103Hôtel du comte de Blois. Entre la rue Sainte-Anne et la rue de Bruxelles, à l'emplacement du Palais de Justice actuel, se trouvaient d'admirables maisons qui furent démolies pour faire place au Palais de Justice dont la construction fut terminée en 1891. À gauche, près de la rue Sainte-Anne, se trouvait l'Hôtel du comte de Blois dont le fronton était orné des armes de la famille. L'architecte Coulon, devenu propriétaire, la démoli vers 1840 et fit édifier sur son emplacement une belle habitation qui disparut à son tour.

 

104Maison claustrale.
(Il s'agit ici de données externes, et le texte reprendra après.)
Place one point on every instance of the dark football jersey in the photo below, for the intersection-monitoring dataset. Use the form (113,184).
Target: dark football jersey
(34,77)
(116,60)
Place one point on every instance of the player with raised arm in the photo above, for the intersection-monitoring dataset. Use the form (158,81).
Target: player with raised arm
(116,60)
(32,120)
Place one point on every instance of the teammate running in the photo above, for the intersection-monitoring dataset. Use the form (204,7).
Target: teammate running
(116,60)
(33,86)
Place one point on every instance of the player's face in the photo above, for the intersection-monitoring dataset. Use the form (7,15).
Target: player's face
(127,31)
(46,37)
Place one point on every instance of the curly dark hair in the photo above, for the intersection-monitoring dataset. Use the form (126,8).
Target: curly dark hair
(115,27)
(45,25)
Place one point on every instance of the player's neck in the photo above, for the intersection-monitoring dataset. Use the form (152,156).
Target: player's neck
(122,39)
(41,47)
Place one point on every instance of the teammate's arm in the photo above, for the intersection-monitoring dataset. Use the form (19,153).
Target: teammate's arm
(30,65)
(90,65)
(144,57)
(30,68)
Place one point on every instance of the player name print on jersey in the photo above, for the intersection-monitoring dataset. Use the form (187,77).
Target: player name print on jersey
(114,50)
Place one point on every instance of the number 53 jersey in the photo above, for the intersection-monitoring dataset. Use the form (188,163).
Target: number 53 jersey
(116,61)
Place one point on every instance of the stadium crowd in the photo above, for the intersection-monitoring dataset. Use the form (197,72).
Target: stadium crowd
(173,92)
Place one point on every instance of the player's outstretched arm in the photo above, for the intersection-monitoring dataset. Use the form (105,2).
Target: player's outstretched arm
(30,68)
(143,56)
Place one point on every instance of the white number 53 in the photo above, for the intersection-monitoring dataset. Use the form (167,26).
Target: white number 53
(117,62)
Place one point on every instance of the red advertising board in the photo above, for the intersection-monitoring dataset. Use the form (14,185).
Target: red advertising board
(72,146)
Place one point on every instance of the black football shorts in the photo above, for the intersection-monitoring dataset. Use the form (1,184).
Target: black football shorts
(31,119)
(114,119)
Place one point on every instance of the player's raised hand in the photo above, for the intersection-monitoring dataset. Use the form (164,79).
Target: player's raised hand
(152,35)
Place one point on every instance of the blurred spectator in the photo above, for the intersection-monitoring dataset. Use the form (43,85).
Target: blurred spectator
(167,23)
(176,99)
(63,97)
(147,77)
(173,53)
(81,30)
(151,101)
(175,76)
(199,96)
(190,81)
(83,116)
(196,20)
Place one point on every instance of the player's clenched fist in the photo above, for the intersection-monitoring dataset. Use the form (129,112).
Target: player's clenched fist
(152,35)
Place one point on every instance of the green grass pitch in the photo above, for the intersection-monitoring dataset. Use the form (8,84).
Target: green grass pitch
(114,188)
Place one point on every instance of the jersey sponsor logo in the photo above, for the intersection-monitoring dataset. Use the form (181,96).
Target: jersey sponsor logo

Après l'Hôtel du comte de Blois, en contrebas de la place, se cache, à cinq mètres en retrait, une maison très simple qui possède un vaste jardin, occupée vers 1798 par un modeste chanoine qui s'occupe d'horticulture. Elle fut vendue comme bien national à Randoux et louée à divers particuliers jusqu'au moment où on la démolit pour servir d'assiette au Palais de Justice.

 

105. Le Cœur royal. Faisant saillie entre les immeubles précédent. Fut démolie à la fin du 19e siècle.

 

106Maison claustrale. La maison voisine à la précédente fut vendue comme bien national à Waroquier qui la donna à son gendre Paradis. Ce dernier en fit une fabrique d'étoffes dites de Nivelles pendant une quinzaine d'années, puis la remit dans son état primitif, y fit des embellissements et la loua au chevalier Clément de Cléty qui l'occupa pendant plusieurs années. Elle fut vendue en 1870 puis démolie pour faire place au Palais de Justice.

 

107Maison claustrale. La maison claustrale contiguë a également été vendue comme bien national à Waroquier qui la donna à son gendre Paradis. Ses descendants l'ont occupée jusqu'au moment où elle fut expropriée pour fair place au Palais de Justice.